Data platform Quantifind’s new Analysis application lets marketers ask their own questions

Menlo Park, California-based firm has used similar approaches to discover which social conversations connect to terrorism.

Data platform Quantifind’s new Analysis application lets marketers ask their own questions

As it turns out, finding out which conversations on social media are connected to terrorism is not that different from finding out which conversations lead to a sale.

Menlo Park, California-based Quantifind, founded in 2009, was involved at one point in the former task, but now it is solely devoted to the latter.

But, unlike terrorists, marketers like to ask questions. In order to give marketers more control over getting insights from conversations that predict their business outcomes, the company released this week an Analysis application for its existing SIGNUM platform.

Previously, co-founder and president Ari Tuchman told me, a brand like a car company might ask Quantifind to search for clues in customer conversations and feedback indicating, say, what kinds of advertising approaches are most effective.

Quantifind would create the analytical model, onboard the data — including zillions of Twitter posts, Tumblr blogs, forum comments, customer surveys, call center transcripts and more — and then run the analysis against point-of-sale records or other results relating to the desired outcomes. The company likens this to conducting “the world’s largest unaided focus group.”

The results might indicate, for instance, that potential customers respond better to ads showing the interior of a new car.

But the marketer might then want to drill down, asking for details about, say, whether this means a complete inside tour of the car or just some images, whether this applies across all demographics and so on.

In the previous incarnation of the platform, Quantifind had to conduct the drill-down follow-up questions as well, which Tuchman said slowed down and limited marketers’ inquiries. Now, with the Analysis release, marketers can essentially conduct their own drill-downs after the initial analyses by selecting and comparing an assortment of the most frequently found terms.

Beyond sentiment analysis

“Once we’ve built the model and shown how to use the product, they can use it themselves,” he told me. A beta phase of Analysis over the last several months has involved half a dozen brands, including Pepsi and Heineken, although Quantifind said it does not yet have any data on how effective the new tool is. The company has about two dozen customers for its platform.

Tuchman said that his company goes beyond sentiment analysis, in that knowing how many positive comments are posted about a product doesn’t necessarily tell a brand what factors helped drive a sale.

He recalled that the Disney Company approached Quantifind in 2011 after the moviemaker discovered most of their films “had similar sentiment metrics on social media,” whether they were hits or flops. In other words, there was no consistent relationship between the perceived sentiment and engagement of analyzed social conversations and ticket sales.
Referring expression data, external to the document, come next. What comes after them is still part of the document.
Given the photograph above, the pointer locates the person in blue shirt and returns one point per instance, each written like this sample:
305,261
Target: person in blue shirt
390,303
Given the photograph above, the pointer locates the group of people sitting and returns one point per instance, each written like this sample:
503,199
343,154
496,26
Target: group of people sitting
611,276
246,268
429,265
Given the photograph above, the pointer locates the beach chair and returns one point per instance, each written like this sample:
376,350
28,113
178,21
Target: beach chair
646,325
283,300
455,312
Quantifind, by contrast, specializes in finding and analyzing the conversations that are predictive of the desired metrics.

For instance, it might be the case that social posts with some variation of “need to find a baby sitter” could indicate the commenter wants to see a movie they’ve heard good things about. Just as, it turns out, there might be certain phrases across some social media channels that correspond to terrorist activity.

While there is no shortage of data analysis tools, Tuchman said his company’s platform is different from, say, social analytics tool Socialbakers or big data analysis platform Palantir, in that Quantifind finds and focuses on the conversations that matter to your key performance indicators.

“You’re looking at a million conversations,” he said, but Quantifind “is the only one [that automatically finds] the 200,000 you want to pay attention to.”